Sous-section II :La qualification des documents précontractuels

Qualifier c'est ramener le contrat à l'abstrait,c'est rattaché les faits à une catégorie,à un concept afin d'appliquer le régime juridique de cette catégorie ou de ces concepts.
Ces documents pré-contractuels ont-ils une valeur juridique ? Les propositions qui y sont échangés forment-elles un contrat au sens classique de l'article 1101 du code civil ("le contrat est un accord créateur d'obligation").
Ces documents créent-ils des obligations,contrats qui créent des obligations des négociation,ou contrat préliminaire qui crée l'obligation de passer le contrat définitif ?
Le juge peut-il compléter un contrat inachevé ?
La qualification s'effectue selon la "lex fori" c'est à dire la loi du juge saisi.

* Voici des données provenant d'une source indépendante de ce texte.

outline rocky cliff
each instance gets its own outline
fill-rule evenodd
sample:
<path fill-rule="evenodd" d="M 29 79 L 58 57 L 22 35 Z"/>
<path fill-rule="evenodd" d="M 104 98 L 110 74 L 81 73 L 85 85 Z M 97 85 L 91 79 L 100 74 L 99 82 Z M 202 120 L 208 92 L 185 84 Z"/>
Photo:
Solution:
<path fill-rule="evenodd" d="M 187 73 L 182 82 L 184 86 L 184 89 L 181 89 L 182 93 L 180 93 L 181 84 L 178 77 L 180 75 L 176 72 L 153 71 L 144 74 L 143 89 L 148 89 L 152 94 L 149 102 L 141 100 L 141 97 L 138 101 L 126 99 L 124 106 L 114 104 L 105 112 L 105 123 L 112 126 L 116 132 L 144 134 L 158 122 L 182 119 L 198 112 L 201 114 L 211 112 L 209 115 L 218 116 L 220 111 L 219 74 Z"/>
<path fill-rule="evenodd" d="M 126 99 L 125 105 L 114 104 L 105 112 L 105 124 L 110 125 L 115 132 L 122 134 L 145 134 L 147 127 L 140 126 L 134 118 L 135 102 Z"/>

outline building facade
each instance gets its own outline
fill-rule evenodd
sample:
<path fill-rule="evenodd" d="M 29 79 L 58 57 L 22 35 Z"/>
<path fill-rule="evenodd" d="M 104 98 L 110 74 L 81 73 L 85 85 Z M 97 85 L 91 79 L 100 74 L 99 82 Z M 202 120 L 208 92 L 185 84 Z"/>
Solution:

  • A ) La qualification du document précontractuel en droit comparé
    1. La qualification en droit anglais

      Les documents qui organisent la négociation n'ont en droit anglais aucune valeur contractuelle.Ils sont "subject to contract" (c'est à dire à condition qu'un contrat soit conclu) c'est à dire que ces documents sont de simples instruments de travail.
      Il n'y a aucune obligation de continuer la négociation ni de négocier sur une base raisonnable donc aucune force contraignante: ce sont des " gentlemen's agreement " (simples engagements d'honneur et non de véritables engagements juridiques).
      On peut sentir un paradoxe: engagement sur la base de la morale affaiblit l'engagement sur la base juridique.L'accord préconstractuel sera considéré comme contrat s'il porte sur un point précis (ex:secret,exclusivité) et s'il y a une "consideration".
      Ce qui compte c'est le contrat définitif car même aprés la conclusion du contrat,les documents précontractuels n'entrent pas en compte même pour interpréter le contrat.

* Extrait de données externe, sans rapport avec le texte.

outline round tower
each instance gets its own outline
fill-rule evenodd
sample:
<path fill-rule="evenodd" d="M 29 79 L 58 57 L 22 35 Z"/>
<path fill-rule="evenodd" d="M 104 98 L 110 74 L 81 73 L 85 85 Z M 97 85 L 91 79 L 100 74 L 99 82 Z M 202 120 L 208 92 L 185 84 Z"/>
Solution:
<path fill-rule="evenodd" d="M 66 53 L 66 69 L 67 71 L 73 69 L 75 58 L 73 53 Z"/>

    2. La qualification en droit allemand

      Les allemands ont imaginé l'existence d'un contrat de négociation qui se forme pendant les pourparlers.Il en résulte l'obligation de négocier de bonne foi.
      La violation de cette obligation engage la responsabilité contractuelle ( " culpa in contrahendo" de Rudolf Von Thering").

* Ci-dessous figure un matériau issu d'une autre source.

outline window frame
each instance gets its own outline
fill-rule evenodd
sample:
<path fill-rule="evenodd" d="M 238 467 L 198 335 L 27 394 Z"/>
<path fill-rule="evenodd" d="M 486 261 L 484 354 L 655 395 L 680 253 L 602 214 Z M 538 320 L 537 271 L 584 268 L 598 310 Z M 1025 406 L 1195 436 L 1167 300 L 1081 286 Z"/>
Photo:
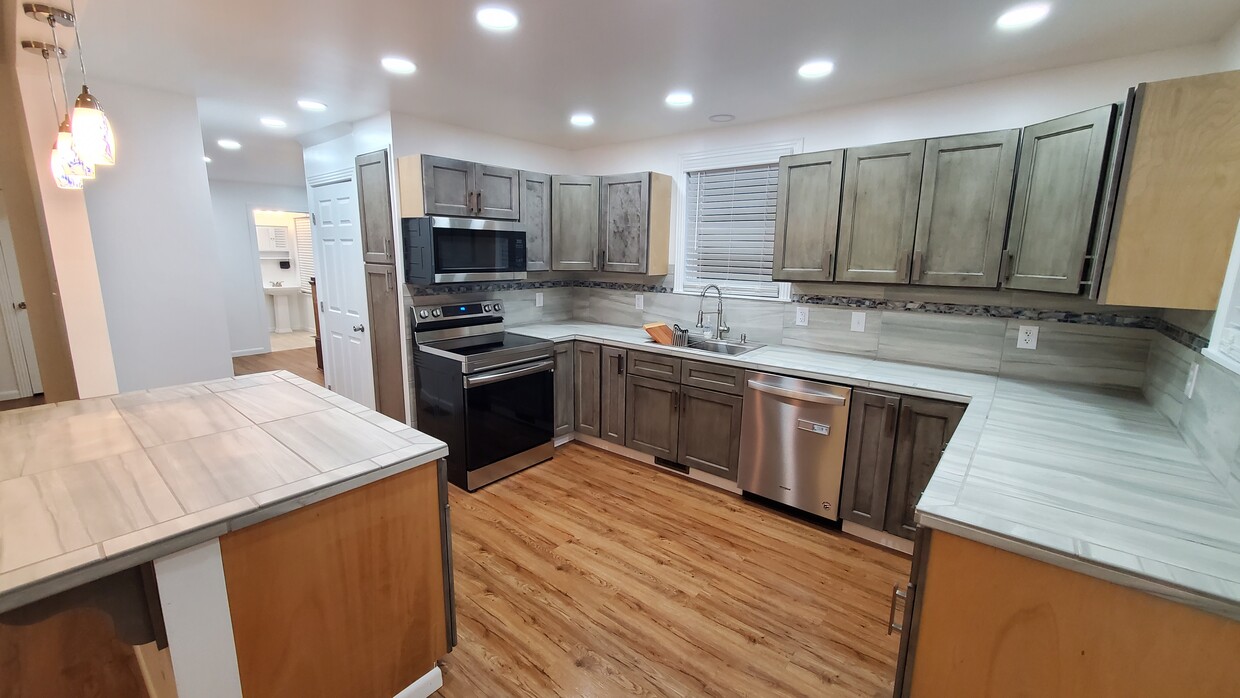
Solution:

  • B ) La qualification en droit francais
    • La position en droit français est intermédiaire entre droit anglais et droit allemand.Il ne nie pas toute valeur aux documents précontractuels à la différence du droit anglais.Ils peuvent toujours servir à interpréter le contrat définitif une fois formé sauf disposition expresse des parties visant à les annihiler.
      Mais le droit français à la différence du droit allemand ne vas pas jusqu'à reconnaitre l'existence d'un contrat de négociation dans les simples documents destinés à organiser la négociation.Le problème est plus compliqué pour les documents ayant pour but de préparer le contrat définitif.
      1. Les documents d'organistions de la négociation

        Le principe de la liberté de négociation: dans la doctrine française,les pourparlers sont au contrat ce que sont les fiançailles au ménage.
        Le principe est donc la liberté de rompre sans abus.
        La liberté contractuelle implique la liberté de négocier,de comparer les offres et de rompre les négociations avancées si les inconvénients de l'opération projettée n'apparaissent que tardivement.Mais la liberté a des limites: il doit se comporter loyalement,être de bonne foi.
        Si la rupture des négociations n'est pas en soi fautive ,la responsabilité peut être engagée en raison des circonstances qui ont entouré la rupture.A défaut de contrat,cette responsabilité n'est contractuelle mais délictuelle.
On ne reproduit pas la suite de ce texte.